# Longmeadow



## jimma (Mar 17, 2006)

Hi, all. Whilst poking about in Rowlands Castle yesterday we came across an abandoned house. It is absolutely bizarre. It is off the main road and down a long drive. It is an absolutely beautiful house c1920's, 1930's by the looks of it. It is boarded up and has been for a long time, the outside of the house is totally overgrown by the garden. It is like something out of a kids book - a la 'secret garden' etc. It is totally undiscovered by yobs and vandals and I would like it to stay that way so forgive me for not posting details yet (pm me if you like). We found three locks in the front door and bizarrly found three keys outside the gate. They fit in the old locks but don't turn. There were three garages in the drive and one of them is full of old 'Harrods' packing crates filled with copies of the times from the 1960's. The house is called long meadow (according to the pencil writing on each newspaper) and i'm just wondering if anyone here knows ANYTHING about it. Who owns it? Why is it abandoned in seemingly good condition and not demolished or sold? It is very Eerie, mysterious, romantic etc and I thought, a little mentally unsettling.

Cheers Jim.


----------



## DavidJaymz (Mar 17, 2006)

Sounds very cool Jim, I'm over in southampton and just getting into Urbex and that sounds like something i'd love to stumble upon.


----------



## jimma (Mar 18, 2006)

Brains said:


> Perhaps a few pics would be useful. Someone may recognise it from those.
> 
> Brains


Should be getting the pics today.


----------



## jimma (Mar 19, 2006)

jimma said:


> Should be getting the pics today.


Ok folks, my apologies for the false lead but after some investigation, i found out the house belonged to someone very famous who died in 1958 and is still owned by his family. It was Sir Alliott Verdon Roe of AVRO (as in lancaster), SAUNDERS ROE and ARMSTRONG SIDDELLY. He was the first brit to fly a plane and invented the first control column. What an amazing man, what an amazing FIND!! I will still post the pics but would ask people not to try and find it. Cheers. Jim.


----------



## lost (Mar 19, 2006)

Sorry, but...






Get some pics up! I'm super curious now...


----------



## Spook (Mar 19, 2006)

I wanna see pictures, know you've got me interested.


----------



## jimma (Mar 20, 2006)

Spook said:


> I wanna see pictures, know you've got me interested.
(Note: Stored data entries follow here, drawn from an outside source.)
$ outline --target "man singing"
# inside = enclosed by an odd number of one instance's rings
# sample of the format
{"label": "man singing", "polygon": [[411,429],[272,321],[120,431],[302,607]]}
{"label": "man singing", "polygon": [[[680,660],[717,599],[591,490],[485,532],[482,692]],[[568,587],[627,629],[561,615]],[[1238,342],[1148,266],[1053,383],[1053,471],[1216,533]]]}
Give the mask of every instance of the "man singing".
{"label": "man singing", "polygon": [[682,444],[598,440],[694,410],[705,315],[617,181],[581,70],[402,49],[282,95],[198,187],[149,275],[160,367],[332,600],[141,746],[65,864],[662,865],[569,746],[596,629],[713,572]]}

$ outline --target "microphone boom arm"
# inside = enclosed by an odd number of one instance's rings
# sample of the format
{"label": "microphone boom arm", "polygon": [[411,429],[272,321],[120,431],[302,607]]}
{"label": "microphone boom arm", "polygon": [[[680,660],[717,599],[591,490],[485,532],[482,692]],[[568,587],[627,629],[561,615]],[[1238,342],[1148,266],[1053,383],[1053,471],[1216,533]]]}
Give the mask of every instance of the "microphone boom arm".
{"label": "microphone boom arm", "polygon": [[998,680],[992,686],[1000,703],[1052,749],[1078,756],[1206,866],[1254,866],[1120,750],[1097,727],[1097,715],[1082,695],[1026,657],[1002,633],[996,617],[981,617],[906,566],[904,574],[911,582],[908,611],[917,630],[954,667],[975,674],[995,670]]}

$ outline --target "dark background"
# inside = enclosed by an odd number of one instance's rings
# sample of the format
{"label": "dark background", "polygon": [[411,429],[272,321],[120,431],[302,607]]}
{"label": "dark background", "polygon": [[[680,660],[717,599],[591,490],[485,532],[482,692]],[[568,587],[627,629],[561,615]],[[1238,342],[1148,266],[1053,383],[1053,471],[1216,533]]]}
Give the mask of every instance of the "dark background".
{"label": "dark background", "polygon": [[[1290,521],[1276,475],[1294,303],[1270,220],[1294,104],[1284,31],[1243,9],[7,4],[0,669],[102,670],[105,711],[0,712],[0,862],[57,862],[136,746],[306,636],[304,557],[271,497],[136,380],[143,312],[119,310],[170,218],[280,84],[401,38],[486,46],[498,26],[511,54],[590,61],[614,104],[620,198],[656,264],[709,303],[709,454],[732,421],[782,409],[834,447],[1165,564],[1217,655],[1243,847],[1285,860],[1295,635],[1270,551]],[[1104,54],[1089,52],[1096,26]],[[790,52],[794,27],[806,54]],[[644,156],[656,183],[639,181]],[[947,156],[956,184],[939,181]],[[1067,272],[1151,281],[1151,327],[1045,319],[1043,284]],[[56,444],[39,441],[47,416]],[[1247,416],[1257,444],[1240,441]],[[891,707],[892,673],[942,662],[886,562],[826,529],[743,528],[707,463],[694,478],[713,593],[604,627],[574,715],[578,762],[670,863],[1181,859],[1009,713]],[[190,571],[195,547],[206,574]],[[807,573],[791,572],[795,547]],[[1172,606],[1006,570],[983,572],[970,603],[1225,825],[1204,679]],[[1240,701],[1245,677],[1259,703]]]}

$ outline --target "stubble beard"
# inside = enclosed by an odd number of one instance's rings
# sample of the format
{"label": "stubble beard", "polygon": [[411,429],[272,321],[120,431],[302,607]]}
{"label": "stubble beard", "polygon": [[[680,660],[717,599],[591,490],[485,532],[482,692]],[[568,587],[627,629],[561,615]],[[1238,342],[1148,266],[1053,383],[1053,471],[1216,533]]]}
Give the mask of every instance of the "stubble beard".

We have pics but my computer is steam driven, so i'm now waiting for them to go on a CD ROM because I can't hook my mates camera up to this old thing. I also have some aircraft blueprints i'll post up, of a HUUUGGGE sea plane that never went into production (18 Rolls Royce AVON engines!). I found them in the (open) garage, and fully intend to put them back. (or speak to the BAe Museum).


----------



## Bishop (Mar 20, 2006)

Jesus those blueprints sound bloody amazing I can't wait to see
pics of them and the house. A lot of aircraft blueprints have been
lost over the years, what you've found could be of significant
interest to aviation historians, could very well be a forgotten
design. Good work!

Bish


----------



## cardiffrail (Mar 20, 2006)

Pics pleeeeeeeeeease and the aviation ones would be fascinating as well. I go down that way every now and again. That could be a good trip.


----------



## jimma (Mar 20, 2006)




----------



## jimma (Mar 21, 2006)

2 pics in the Galleries so far - 8 or 9 to come, but they're taking about 15 minutes each to upload


----------



## jimma (Mar 22, 2006)

Sorry folks, I can't be ar*ed with this rubbish computer any more, it's just not happening . At least I managed 2 (the most boring) pics.


----------



## krela (Mar 22, 2006)

That's a shame 

Thanks for trying though!


----------



## jimma (Mar 22, 2006)

I'll get em on via someone else PC within the next couple of days.

Managed to get a couple more on!!


----------